Representatives of the palace in Kerala’s Pandalam, where Lord Ayyappa is believed to have grown up, and People for Dharma, an association of women devotees, have sought an open court review of the Supreme Court verdict lifting age restrictions on the entry of women into the Sabarimala shrine, saying it “has the effect of Abrahamising the core of the Hindu faith, namely diversity, and altering its identity”.
The review pleas were submitted on Monday and allotted dairy numbers on Tuesday.
Three other review pleas were already filed on Monday — by the Nair Service Society (NSS) representing the Nair community and Delhi-based NGO ‘Chetana Conscience of Women’ and National Ayyappa Devotees (Women’s) Association.
The counsel representing the National Ayyappa Devotees (Women’s) Association, which was not a party to the original petition, sought to mention the matter before a bench headed by Chief Justice of India Ranjan Gogoi. The bench, however, told him that the review would come in due course.
The petition by palace representatives said its stand had all along been that age restrictions on women in the hill shrine “are based on and draw from the celibate nature, namely Naisthika Brahmacharya of the Deity in that Temple, and not on perceived notions of menstrual impurity as claimed by the Writ Petitioner”.
It said the court should have enquired “whether the practice is essential to the identity of the Sabarimala Ayyappa Temple, and not whether it is essential to Hindu religion since the latter approach completely ignores and does grave injustice to the diverse practices, traditions and schools which exist within the Hindu faith”. The review petition added that “unlike Abrahamic faiths, there is no one Book which codifies and homogenises the various beliefs and practices which exist in the Hindu fold”.
It said that the court had only relied on the position taken by the Travancore Devasom Board before the Kerala High Court, which considered the matter that there were instances of women being allowed into the temple in the past.
The petition by People for Dharma contended that the majority view had not considered why the practice was restricted only to Sabarimala and not other Ayyappa temples.
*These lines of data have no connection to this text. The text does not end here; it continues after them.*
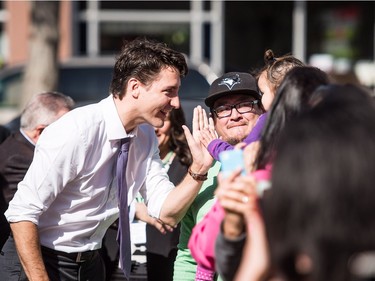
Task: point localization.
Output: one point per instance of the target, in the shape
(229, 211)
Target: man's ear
(134, 87)
(35, 134)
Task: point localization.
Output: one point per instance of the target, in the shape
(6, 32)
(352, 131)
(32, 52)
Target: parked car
(87, 81)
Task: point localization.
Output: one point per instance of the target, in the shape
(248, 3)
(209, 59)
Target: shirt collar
(27, 137)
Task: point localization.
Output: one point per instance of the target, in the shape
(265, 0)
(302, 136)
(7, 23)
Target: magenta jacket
(204, 234)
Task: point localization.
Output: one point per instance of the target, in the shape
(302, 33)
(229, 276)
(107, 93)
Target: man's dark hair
(143, 59)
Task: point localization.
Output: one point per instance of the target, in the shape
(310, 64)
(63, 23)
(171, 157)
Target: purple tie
(123, 234)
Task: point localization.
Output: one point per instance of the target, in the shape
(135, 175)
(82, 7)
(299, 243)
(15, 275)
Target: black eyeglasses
(242, 107)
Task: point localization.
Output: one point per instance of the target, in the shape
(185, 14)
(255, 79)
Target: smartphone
(231, 160)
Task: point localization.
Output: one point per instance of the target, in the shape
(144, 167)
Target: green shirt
(185, 266)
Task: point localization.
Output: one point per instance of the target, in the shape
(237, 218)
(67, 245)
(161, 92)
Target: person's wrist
(233, 225)
(197, 176)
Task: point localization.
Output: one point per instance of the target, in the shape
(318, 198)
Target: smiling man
(69, 196)
(231, 100)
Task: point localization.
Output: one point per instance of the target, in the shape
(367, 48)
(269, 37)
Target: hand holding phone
(231, 160)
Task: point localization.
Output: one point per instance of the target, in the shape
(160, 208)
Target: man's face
(160, 97)
(234, 128)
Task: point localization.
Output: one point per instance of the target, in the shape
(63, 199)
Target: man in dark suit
(17, 151)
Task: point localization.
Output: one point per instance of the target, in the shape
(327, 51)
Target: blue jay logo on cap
(230, 81)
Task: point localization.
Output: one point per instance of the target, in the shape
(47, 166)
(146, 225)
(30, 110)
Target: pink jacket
(204, 234)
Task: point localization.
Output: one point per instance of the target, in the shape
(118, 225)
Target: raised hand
(201, 158)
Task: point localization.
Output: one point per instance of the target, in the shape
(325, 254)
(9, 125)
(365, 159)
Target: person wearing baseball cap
(242, 89)
(235, 106)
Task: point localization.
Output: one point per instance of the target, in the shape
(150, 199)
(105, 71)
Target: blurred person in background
(318, 215)
(17, 151)
(161, 243)
(4, 133)
(292, 98)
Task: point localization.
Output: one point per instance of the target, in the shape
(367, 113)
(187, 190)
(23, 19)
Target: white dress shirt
(70, 190)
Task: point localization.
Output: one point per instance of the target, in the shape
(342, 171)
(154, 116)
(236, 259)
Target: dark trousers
(60, 266)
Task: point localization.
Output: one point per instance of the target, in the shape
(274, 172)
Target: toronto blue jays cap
(232, 83)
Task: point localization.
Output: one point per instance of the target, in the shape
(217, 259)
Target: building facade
(227, 35)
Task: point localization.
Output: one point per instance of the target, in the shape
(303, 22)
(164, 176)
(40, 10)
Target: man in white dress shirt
(68, 197)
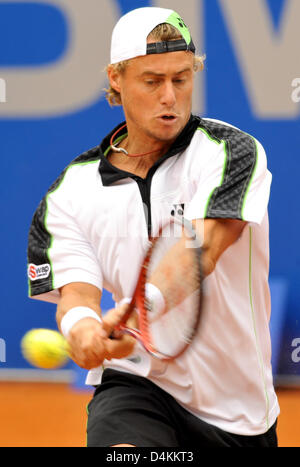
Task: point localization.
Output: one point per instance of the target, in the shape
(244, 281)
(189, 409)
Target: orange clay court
(54, 415)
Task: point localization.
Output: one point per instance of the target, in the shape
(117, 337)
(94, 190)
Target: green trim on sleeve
(260, 360)
(47, 212)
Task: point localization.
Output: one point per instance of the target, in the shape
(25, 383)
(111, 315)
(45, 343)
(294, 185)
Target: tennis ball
(45, 348)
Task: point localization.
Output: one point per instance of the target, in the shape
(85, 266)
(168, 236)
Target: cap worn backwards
(129, 38)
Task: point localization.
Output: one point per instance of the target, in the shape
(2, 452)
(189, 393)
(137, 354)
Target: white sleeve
(58, 252)
(235, 184)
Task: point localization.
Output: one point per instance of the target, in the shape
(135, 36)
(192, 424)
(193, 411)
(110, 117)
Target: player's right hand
(89, 342)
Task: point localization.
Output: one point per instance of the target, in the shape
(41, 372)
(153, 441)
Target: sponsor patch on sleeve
(38, 272)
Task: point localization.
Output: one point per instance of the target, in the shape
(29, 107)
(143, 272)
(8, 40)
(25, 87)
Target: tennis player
(91, 229)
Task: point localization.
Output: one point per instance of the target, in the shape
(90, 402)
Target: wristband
(74, 315)
(155, 299)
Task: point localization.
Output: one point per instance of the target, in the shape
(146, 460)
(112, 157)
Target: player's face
(156, 92)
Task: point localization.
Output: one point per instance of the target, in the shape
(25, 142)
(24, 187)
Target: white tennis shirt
(93, 227)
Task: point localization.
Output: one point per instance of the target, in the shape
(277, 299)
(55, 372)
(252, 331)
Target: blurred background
(52, 108)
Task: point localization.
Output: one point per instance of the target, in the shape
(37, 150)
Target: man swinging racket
(93, 229)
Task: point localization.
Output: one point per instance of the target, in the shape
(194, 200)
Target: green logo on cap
(176, 21)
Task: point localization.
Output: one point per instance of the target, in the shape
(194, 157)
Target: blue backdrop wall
(52, 108)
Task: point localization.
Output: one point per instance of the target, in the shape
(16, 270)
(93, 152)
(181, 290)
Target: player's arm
(218, 235)
(88, 339)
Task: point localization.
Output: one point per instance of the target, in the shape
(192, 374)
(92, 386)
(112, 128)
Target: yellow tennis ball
(45, 348)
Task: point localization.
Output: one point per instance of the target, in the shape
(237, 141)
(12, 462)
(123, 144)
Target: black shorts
(129, 409)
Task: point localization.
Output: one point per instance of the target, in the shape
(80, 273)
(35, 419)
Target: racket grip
(154, 298)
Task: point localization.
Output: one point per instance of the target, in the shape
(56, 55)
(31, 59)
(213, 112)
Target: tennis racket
(168, 319)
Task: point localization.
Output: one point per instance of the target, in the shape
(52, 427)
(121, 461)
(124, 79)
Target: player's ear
(114, 78)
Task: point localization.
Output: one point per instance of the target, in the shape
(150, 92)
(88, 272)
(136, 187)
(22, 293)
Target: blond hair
(162, 32)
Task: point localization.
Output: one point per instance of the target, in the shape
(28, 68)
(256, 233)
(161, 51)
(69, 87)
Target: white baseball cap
(129, 37)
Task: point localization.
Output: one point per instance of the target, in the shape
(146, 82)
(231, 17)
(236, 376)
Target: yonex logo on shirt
(38, 272)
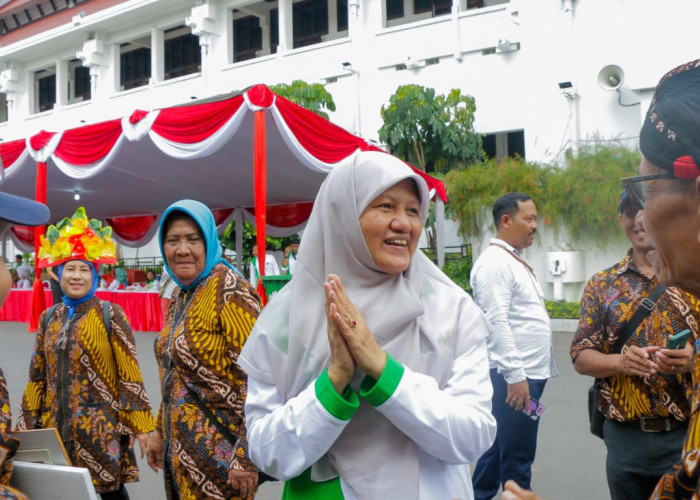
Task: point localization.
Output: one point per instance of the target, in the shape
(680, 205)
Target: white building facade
(533, 66)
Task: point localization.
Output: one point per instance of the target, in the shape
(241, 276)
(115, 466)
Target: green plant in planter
(558, 309)
(581, 196)
(473, 191)
(584, 194)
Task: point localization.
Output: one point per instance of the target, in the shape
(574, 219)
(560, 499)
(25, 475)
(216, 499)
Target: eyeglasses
(636, 187)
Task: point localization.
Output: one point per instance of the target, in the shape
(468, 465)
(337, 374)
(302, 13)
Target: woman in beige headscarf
(366, 314)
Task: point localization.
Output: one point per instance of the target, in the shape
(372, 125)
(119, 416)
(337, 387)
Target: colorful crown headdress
(77, 238)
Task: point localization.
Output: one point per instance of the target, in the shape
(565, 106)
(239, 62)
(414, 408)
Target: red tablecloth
(141, 308)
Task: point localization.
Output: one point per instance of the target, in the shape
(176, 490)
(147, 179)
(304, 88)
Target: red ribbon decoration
(260, 180)
(38, 303)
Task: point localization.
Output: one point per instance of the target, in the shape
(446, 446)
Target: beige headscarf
(371, 454)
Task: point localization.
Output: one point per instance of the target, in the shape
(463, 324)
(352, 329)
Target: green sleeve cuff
(376, 392)
(341, 406)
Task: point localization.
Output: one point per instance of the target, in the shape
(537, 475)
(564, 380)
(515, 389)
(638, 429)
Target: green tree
(312, 96)
(432, 132)
(581, 195)
(473, 191)
(585, 193)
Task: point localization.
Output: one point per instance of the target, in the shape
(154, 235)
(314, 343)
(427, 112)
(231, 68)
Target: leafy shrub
(558, 309)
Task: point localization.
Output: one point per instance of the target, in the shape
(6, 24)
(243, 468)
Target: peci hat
(23, 211)
(77, 237)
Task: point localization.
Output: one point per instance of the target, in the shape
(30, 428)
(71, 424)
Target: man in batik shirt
(645, 392)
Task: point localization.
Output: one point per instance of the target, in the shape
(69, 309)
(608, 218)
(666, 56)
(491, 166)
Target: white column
(61, 83)
(157, 55)
(286, 40)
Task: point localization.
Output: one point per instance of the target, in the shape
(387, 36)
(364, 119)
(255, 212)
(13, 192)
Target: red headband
(685, 168)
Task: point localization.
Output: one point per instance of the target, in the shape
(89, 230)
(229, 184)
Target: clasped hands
(647, 361)
(351, 343)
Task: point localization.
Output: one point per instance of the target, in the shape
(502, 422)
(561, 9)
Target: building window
(47, 90)
(436, 7)
(247, 38)
(394, 9)
(135, 66)
(477, 4)
(504, 144)
(310, 20)
(182, 54)
(81, 84)
(274, 30)
(4, 108)
(342, 9)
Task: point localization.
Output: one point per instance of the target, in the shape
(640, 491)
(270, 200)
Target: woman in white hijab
(368, 373)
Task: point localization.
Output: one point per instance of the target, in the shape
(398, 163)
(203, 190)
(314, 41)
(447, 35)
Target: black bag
(595, 414)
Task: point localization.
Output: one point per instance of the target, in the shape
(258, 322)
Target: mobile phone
(679, 340)
(536, 409)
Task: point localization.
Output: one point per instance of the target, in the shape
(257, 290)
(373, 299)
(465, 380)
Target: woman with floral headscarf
(368, 373)
(199, 440)
(84, 378)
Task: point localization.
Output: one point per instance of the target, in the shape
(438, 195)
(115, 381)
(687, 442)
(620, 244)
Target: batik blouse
(88, 385)
(198, 348)
(610, 299)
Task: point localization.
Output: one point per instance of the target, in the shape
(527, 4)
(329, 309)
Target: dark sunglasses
(636, 187)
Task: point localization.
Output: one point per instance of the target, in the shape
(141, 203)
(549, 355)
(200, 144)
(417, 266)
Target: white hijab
(371, 455)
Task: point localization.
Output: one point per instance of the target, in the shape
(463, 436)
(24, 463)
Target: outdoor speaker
(611, 77)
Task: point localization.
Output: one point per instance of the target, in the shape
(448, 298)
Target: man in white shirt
(290, 257)
(24, 273)
(521, 357)
(271, 267)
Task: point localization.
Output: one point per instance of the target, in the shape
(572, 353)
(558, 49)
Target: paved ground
(570, 461)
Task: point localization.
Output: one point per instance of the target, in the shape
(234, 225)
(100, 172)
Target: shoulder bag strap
(642, 312)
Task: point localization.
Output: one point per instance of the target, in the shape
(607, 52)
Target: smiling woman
(203, 388)
(98, 404)
(391, 226)
(367, 317)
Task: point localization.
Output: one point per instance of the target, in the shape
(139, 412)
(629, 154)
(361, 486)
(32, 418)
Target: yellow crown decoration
(77, 237)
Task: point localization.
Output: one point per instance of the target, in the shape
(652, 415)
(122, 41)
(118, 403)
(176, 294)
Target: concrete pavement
(570, 461)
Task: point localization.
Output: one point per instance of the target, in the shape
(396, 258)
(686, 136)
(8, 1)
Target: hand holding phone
(536, 409)
(679, 340)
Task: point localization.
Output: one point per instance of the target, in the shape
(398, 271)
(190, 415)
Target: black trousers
(120, 494)
(636, 460)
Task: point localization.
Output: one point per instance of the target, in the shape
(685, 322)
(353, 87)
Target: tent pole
(238, 217)
(38, 303)
(260, 177)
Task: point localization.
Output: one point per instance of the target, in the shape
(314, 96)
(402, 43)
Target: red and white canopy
(128, 170)
(251, 155)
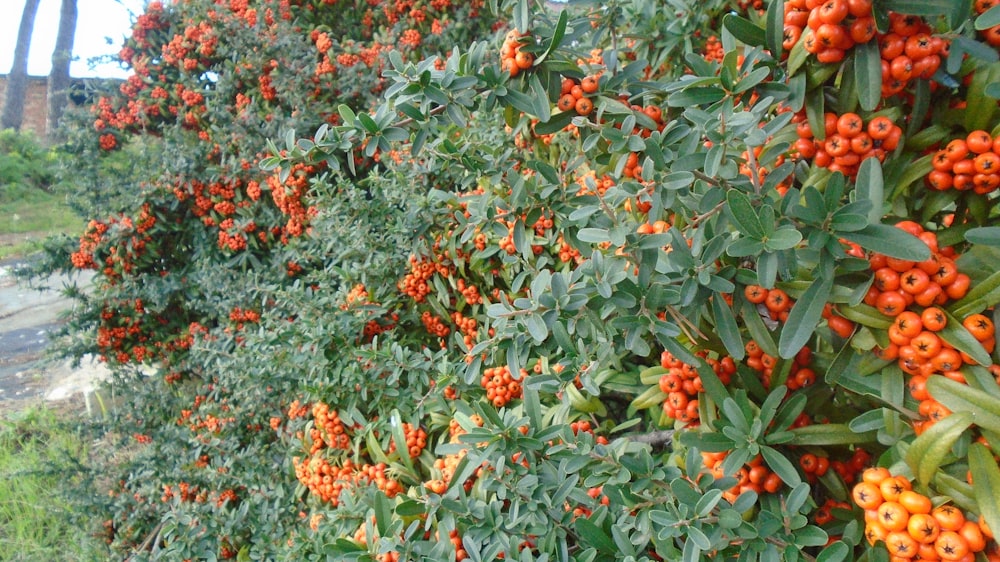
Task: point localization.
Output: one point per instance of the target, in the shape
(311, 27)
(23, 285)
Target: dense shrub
(653, 281)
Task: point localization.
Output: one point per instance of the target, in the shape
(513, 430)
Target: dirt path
(28, 317)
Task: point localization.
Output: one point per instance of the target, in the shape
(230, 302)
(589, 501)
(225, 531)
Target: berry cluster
(847, 141)
(972, 163)
(416, 440)
(912, 294)
(500, 386)
(328, 429)
(682, 383)
(990, 35)
(753, 475)
(776, 302)
(828, 28)
(909, 51)
(574, 96)
(801, 374)
(513, 58)
(909, 524)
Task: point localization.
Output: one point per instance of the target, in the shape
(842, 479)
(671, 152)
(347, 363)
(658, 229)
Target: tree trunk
(17, 80)
(59, 80)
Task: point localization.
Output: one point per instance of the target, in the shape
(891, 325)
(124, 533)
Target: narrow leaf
(746, 218)
(868, 74)
(985, 483)
(928, 451)
(803, 317)
(958, 397)
(890, 241)
(781, 466)
(725, 325)
(744, 30)
(830, 434)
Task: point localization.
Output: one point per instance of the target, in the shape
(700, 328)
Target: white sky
(98, 21)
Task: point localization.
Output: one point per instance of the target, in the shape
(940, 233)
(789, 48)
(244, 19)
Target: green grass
(29, 216)
(38, 456)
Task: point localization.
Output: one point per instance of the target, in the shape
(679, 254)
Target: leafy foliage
(640, 282)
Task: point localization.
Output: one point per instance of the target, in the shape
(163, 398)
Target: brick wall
(36, 107)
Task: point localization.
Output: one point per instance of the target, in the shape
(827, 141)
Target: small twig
(147, 545)
(410, 120)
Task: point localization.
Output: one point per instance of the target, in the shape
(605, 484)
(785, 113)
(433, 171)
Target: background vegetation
(638, 281)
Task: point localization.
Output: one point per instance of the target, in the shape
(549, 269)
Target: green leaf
(815, 105)
(399, 438)
(870, 186)
(520, 101)
(868, 74)
(557, 36)
(830, 434)
(988, 19)
(835, 552)
(866, 316)
(755, 325)
(743, 213)
(980, 108)
(985, 483)
(540, 99)
(890, 241)
(594, 235)
(555, 123)
(592, 535)
(368, 123)
(872, 420)
(696, 96)
(958, 397)
(383, 513)
(744, 30)
(774, 33)
(803, 318)
(919, 7)
(536, 328)
(928, 451)
(780, 465)
(745, 247)
(982, 294)
(988, 235)
(725, 325)
(955, 334)
(784, 238)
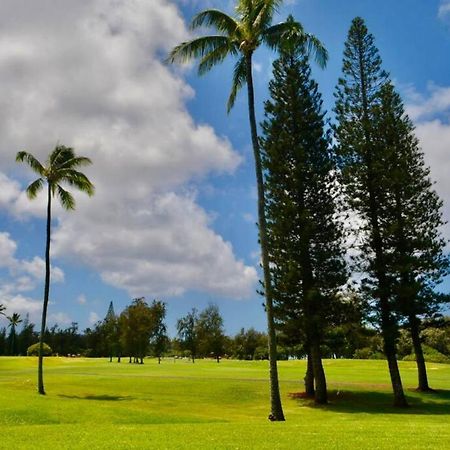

The fact that it was restricted to the Sabarimala temple “only reinforce and demonstrate the fact that the central reason for the restriction is directly traceable to the celibate form of the Deity and not to some misplaced sense of menstrual impurity”, it said.
The petitioners said that “Constitutional morality also requires all arms of the State, including the judiciary, to respect the limits imposed on them by the Constitution in relation to interference with religious practices”.